IXCHIQ, a living monovalent attenuated vaccine, obtained a centralized European MA on June 28, 2024.EyeEm Mobile GmbH / iStock / Getty Images Plus / via Getty Images
Résumé
The pharmacovigilance survey on IXCHIQ, vaccine against chikungunya, identified, on June 4, 2025 in France, 47 undesirable effects, including 18 serious and 3 deaths, mainly in subjects over 65 years of age and/or having comorbidities.
Among the 18 serious cases, 78 % (14/18) concerned subjects over 65 (median age: 76.5 years) and/or who presented comorbidities.
Serious symptoms mainly mentioned syndrome « chikungunya like ».
To date, 8 patients are restored, 7 are not, and 3 have died.
The link with the vaccine is judged “Very likely” For 1 death.

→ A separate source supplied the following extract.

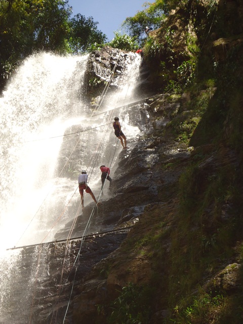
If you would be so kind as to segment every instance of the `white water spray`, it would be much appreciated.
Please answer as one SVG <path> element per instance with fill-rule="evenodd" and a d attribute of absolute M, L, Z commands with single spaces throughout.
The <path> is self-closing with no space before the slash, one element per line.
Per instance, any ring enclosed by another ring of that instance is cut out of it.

Death notification rates are estimated by the regional pharmacovigilance center at 8/100,000 doses overall, and 18/100,000 among those over 65.
Three signals require additional investigations:
- encephalopathy/encephalitis (n = 3);
- Fall between J1-J5 (n = 7);
- Thrombotic microangiopathy (n = 1).
Three events are under surveillance: the occurrence of renal failure, thrombocytopenia (n = 4), and misuse in immunocompromised patients.
Surveillance continues and the European re -evaluation of the vaccine is underway.
La Chikungunya vaccination campaign With the ixchiq powder and solvent vaccine for injection solution was launched on April 7, 2025 on Reunion Island [1].
Less than 3 weeks later, on April 25, 2025, due to the occurrence of 3 serious adverse effects (IS), including 1 death in subjects 65 and over, the High Authority for Health has spoken out in favor of revision of vaccination targets. Ixchiq was thus contraindicated in this age group temporarily pending its European re-evaluation (cf. Our article of June 3, 2025).
Have 2 May 2025, 43,400 doses of the IXCHIQ vaccine had been administered worldwide (France, other countries of the European Union, United States, Canada), 43 % (or 16 236 doses) To people aged 65 and over, considered at high risk of serious form in the event of chikungunya infection.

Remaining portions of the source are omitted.